The National Union of Teachers is threatening to take the governors of an infant school to the High Court to force them to reinstate two suspended teachers.

Kate Andrews and Sharon Tyler were suspended from Hendre Infants in Caerphilly, south Wales, on the first day of term after they were accused of trying to undermine Carol Joynson, the headteacher.

Ms Andrews has worked at the school since 1972 as a nursery teacher. Ms Tyler joined the staff four years ago as a specialist working with children with hearing impairments.

The union argued that their suspension was unlawful because the allegations did not involve gross misconduct or threats to children.

Grahame Clayton, the NUT's senior solicitor, said he expected a legal challenge to be launched next week unless the teachers were reinstated.

"We will be asking the court to declare the suspensions unlawful," he said. "Kneejerk reactions to allegations like this do not justify suspension. There is a duty on every employer to examine whether it is necessary to suspend staff for the protection of children, other teachers or school property."

He added: "We are quite clear that this case did not warrant suspension."

Officials also complained that the school had not given them enough detail about the allegations, and accused the governors of rejecting an eight-point plan to resolve the situation.

Dyfan Jones, spokesman for NUT Cymru, said: "The governing body has failed to follow the correct disciplinary procedures." The union branch was "considering all options with regards to High Court injunction to forcibly lift the illegal suspension of its members at the school," he said.

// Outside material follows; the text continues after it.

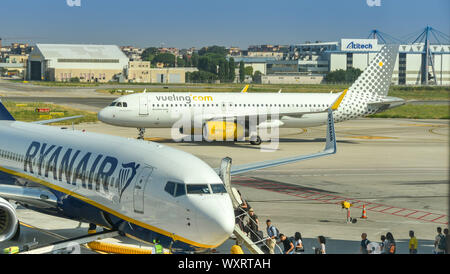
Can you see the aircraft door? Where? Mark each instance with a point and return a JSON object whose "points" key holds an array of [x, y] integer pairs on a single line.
{"points": [[143, 104], [139, 189]]}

But Christine Forehead, the chairman of the governing body, denied the governors had rejected the eight-point agreement, and said they were "extremely concerned" at the prospect of legal action.

"We were not aware that the NUT was taking any action," Mrs Forehead said. "We are now in a position where we find that the governors are given authority to do certain things but there is no back up for them when they try to do anything. If they expect people to do this on a voluntary basis, at least we should have some kind of support to help us. There seems to be absolutely nobody there to help us."

She added: "The governing body decided we were not in a position to make a decision last night, and needed clarification of certain points from the local education authority. We have written a letter to the LEA."

The 181-pupil school has seven teachers, including the two suspended staff. All seven are members of the NUT. There are also a small number of non-teaching staff who are members of Unison, the public services union. The NUT and Unison are also balloting staff on industrial action. Mr Jones said a first ballot had been unanimously in favour of strike action. The results of the second will be known in 10 days.

Mr Jones said the threat of industrial action at the school could have been avoided if the board of governors had agreed to the plan drawn up that was supposed to have provided a basis for the restoration of normal working at the school.

"Everybody was hoping it was going to be resolved last night," he said, adding: "We are disappointed that the governing body has rejected the recommendations of its chair and vice-chair." The headteacher, Ms Joynson, was unavailable for comment.